035: Violencia policial en Valencia

No seré neutral, en estos tiempos resulta difícil serlo: sabíamos que el PP iba a por los trabajadores; ahora también sabemos que van a por sus hijos. Los alumnos de instituto de Valencia que protestaban contra los recortes en Educación –no tienen calefacción en la escuela en plena ola de frío, deben llevar mantas de casa, entre otras precariedades– han visto como sus reivindicaciones se han reprimido brutalmente por parte de la policía.

Creo que no es lo mismo enviar a los antidisturbios contra personas adultas que contra niños y adolescentes –sin pretender justificar que es legítimo golpear a adultos por el mero hecho de serlo, pero dentro de lo malo se pueden defender algo mejor que una aterrada estudiante como la de la foto– y por eso organizaciones como Save the Children han puesto el grito en el cielo ante estas medidas desproporcionadas.

No seré yo quién niegue que entre los alumnos pueda haber elementos peligrosos, no he estado allí y no puedo saberlo con certeza. Pero afortunadamente hoy todo el mundo tiene una cámara en el teléfono móvil y puede subir a la red fotos y vídeos que nos muestran la realidad casi al momento de producirse.

¿Porqué no hay dinero para calefacción, folios o tizas en la escuela? Maticemos: en la escuela pública. El gobierno valenciano ha invertido el dinero que no tenía en la escuela concertada y en potenciar la privada. Cuando había dinero, también recibía dinero la pública, pero ahora que no lo hay, las vergüenzas salen a relucir: ni para pagar el gasoil que cuesta mantener la calefacción de un colegio.

Los alumnos valencianos salieron a la calle a protestar por verse obligados a estudiar en estas penosas condiciones. Tal vez porque pensaron que vivimos en un país del primer mundo, España, la que hace poco era octava potencia mundial –según el ex presidente Zapatero– y porque fantasearon con hacer uso de un derecho que imaginaron tenían per se: quejarse pacíficamente de la precariedad de sus institutos.

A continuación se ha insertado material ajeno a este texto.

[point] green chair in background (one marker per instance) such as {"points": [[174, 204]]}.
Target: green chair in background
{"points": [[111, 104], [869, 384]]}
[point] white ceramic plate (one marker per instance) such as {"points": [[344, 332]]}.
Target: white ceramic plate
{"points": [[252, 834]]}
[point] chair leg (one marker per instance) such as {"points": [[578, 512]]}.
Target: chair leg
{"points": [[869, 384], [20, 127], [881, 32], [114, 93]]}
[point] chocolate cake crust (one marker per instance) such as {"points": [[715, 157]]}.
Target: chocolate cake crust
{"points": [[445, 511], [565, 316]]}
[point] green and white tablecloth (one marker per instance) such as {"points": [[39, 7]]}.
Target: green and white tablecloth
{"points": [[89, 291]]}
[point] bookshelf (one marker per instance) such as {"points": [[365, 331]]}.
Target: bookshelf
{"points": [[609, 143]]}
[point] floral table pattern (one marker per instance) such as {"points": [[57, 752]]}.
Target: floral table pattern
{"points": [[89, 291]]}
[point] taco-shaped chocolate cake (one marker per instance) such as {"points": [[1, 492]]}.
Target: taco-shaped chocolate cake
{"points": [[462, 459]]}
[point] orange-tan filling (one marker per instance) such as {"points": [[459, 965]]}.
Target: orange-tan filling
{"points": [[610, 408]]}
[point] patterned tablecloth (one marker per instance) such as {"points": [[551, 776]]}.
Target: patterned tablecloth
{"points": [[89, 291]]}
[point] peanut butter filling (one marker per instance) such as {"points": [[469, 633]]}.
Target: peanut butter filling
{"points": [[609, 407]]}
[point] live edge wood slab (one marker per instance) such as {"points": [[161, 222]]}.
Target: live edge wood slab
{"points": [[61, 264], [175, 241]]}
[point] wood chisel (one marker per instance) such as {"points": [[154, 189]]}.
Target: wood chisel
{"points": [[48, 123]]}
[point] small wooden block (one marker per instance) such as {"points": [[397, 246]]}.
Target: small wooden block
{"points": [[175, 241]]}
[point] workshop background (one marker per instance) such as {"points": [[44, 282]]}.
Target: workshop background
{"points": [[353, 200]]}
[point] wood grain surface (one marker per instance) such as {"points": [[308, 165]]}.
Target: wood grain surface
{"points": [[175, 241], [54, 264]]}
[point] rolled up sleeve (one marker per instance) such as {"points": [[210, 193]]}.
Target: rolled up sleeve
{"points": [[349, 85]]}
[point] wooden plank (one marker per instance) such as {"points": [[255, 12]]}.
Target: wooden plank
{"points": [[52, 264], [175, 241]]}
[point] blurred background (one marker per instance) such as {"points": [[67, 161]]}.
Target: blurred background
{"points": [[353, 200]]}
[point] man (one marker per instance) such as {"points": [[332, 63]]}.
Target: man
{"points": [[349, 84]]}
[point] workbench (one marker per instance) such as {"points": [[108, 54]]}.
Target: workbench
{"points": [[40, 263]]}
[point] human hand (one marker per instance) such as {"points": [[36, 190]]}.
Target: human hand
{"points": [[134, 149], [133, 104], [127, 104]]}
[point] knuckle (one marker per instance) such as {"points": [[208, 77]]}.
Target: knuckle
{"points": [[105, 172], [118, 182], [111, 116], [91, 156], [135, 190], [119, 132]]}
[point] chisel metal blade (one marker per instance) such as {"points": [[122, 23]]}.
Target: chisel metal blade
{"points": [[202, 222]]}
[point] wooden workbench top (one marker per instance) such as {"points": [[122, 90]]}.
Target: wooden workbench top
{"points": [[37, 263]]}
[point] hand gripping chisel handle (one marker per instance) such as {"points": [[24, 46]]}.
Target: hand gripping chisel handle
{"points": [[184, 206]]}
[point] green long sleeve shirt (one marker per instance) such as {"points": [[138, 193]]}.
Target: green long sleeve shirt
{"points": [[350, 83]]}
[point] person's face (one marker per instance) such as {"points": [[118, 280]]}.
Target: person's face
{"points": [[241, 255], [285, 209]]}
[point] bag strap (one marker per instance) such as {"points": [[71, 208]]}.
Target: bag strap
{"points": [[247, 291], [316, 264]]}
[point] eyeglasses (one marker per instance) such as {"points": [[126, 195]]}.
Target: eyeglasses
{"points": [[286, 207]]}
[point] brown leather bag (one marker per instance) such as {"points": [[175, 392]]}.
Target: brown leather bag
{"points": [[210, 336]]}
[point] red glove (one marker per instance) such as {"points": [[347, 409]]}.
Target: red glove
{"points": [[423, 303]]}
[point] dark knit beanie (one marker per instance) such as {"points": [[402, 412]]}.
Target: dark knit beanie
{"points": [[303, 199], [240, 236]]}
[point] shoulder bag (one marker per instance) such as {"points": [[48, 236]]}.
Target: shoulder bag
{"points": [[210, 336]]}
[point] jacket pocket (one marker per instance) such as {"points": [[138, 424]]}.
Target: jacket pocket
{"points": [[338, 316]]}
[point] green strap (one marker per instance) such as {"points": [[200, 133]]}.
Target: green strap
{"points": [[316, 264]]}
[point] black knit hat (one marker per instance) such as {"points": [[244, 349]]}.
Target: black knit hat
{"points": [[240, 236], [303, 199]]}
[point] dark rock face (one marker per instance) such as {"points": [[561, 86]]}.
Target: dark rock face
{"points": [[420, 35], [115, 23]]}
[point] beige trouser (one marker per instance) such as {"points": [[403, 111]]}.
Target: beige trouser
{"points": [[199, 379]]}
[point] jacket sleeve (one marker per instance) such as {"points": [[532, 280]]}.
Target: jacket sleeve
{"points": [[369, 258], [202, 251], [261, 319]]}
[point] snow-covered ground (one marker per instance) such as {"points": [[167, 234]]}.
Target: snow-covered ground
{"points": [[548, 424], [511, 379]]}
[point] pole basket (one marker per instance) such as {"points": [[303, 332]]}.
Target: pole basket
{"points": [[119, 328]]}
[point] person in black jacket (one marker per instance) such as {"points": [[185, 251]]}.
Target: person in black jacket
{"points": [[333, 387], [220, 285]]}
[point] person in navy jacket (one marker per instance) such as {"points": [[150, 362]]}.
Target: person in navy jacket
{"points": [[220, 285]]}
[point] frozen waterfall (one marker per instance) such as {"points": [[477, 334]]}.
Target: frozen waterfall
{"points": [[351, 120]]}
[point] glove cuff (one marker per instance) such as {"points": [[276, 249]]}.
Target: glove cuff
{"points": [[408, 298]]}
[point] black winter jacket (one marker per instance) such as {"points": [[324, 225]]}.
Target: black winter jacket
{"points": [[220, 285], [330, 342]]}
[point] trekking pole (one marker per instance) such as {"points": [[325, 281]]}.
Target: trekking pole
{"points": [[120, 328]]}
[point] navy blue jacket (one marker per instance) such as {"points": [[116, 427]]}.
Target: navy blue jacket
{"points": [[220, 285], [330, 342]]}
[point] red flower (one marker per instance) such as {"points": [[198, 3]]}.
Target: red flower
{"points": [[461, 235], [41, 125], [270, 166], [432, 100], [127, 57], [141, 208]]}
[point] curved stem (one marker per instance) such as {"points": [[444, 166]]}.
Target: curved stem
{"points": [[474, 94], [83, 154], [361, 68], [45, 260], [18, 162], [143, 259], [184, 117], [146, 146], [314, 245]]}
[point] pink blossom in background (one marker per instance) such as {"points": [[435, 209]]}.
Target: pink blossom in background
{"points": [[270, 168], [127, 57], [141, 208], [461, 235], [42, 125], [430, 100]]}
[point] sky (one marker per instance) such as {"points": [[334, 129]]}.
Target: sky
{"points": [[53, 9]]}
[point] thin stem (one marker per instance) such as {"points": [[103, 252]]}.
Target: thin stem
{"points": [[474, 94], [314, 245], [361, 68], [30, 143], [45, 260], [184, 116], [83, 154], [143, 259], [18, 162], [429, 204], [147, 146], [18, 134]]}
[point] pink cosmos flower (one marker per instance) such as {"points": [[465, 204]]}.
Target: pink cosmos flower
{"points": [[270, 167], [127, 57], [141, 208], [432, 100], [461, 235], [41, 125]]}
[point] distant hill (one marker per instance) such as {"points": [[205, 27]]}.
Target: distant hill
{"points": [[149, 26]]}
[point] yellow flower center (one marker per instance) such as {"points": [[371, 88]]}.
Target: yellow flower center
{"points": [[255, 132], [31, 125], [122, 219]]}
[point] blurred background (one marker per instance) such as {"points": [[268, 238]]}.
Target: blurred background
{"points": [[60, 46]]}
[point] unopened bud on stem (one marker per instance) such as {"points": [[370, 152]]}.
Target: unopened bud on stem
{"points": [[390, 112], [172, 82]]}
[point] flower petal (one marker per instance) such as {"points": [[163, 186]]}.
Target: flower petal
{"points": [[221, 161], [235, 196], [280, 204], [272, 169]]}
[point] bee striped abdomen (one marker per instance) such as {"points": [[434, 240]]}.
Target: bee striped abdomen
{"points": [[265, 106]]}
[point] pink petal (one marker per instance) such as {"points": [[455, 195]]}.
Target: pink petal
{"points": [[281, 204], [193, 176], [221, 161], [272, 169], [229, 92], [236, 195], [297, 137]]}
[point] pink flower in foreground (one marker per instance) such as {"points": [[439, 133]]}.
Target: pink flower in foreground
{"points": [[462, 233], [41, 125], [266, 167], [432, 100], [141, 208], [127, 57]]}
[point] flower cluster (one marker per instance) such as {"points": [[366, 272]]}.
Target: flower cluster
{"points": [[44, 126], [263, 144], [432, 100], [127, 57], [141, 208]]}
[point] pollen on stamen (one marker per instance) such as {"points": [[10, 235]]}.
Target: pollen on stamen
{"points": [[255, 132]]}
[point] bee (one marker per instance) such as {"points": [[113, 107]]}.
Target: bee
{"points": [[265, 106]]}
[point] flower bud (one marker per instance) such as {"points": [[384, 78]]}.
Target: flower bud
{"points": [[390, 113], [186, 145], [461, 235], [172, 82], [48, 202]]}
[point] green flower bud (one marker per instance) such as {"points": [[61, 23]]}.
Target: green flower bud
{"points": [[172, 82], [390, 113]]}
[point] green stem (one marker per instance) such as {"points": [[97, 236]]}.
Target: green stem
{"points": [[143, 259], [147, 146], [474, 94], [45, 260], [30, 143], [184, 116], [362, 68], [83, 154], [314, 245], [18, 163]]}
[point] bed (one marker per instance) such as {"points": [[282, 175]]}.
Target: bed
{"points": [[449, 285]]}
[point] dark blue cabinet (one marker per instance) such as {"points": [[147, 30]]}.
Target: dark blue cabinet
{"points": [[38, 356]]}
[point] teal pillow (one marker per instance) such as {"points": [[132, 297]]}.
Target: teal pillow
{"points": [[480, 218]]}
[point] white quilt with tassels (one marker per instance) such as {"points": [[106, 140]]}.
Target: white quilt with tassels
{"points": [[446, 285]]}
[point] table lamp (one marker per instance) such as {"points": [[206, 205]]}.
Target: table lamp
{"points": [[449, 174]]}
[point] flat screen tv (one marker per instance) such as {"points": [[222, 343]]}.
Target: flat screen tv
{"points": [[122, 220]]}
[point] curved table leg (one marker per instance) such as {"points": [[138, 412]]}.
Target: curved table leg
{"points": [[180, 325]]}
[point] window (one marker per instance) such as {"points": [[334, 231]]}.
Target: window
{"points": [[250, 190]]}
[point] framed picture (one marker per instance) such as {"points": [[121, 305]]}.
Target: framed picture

Pero en la España de Rajoy las cosas son diferentes: son un pelín más violentas, impera la ley del más fuerte. Estudiar es un privilegio, según Salvador Sostres, que tal vez por eso no acabó su carrera universitaria de Periodismo. Debido a la brutalidad policial y al arrojo de los jóvenes, las protestas de la Primavera Valenciana han traspasado a esa comunidad y han conseguido la solidaridad de los alumnos de toda España.

Resulta curioso que una adolescente sea suficientemente mayor como para recibir una paliza por parte de la policía, pero no así para decidir sobre sus relaciones sexuales. En la España de Rajoy estampar a unas crías contra un coche es una utilización comedida de la fuerza:

Aquí lo podemos ver desde otro ángulo, donde se ve claramente la amenaza que representaban:

Así como romperle unas gafas a un chaval que pasaba por allí:

También a peligrosos chavales ocupando la acera:

O a una chica que grita desesperadamente:

Y como todo esto es tan normal resulta raro que en los medios extranjeros, como Le Monde, no lo vean así, ¿porqué será? ¿tal vez porque este gobierno está a años luz de la realidad del país? En fin, ahora es tarde para lamentarse, resulta que el PP ha ganado por mayoría absoluta –y para cuatro años largos– y se piensan que eso es un cheque en blanco para hacer la política que se les antoje, en contra del ciudadano, de cualquier sentido común, y usando la violencia como primera medida cuando les de la gana.

4 respuesta a “035: Violencia policial en Valencia”

  1. Y como no hay 'enemigo' pequeño ahora atacarán guarderías y parvularios.

    En realidad se trata de lanzar (responsables políticos) gente joven y con empleo fijo (policías) contra gente joven y sin demasiado futuro laboral (estudiantes), pero (paradójicamente) a los que los primeros envidian…si no les sujetas (jefes, delegados del gobierno), en eso la poli es igual en cualquier punto dle planeta, es la tolerancia o no de su brutalidad lo que diferencia unos países de otros

  2. Meeec!! error, pero gracias por participar. No es "la España de Rajoy", es "la España de Merkel", que no es lo mismo. Y eso de por sí, ya sea uno u otro caso es una aberración ya que debería ser la España "de los españoles".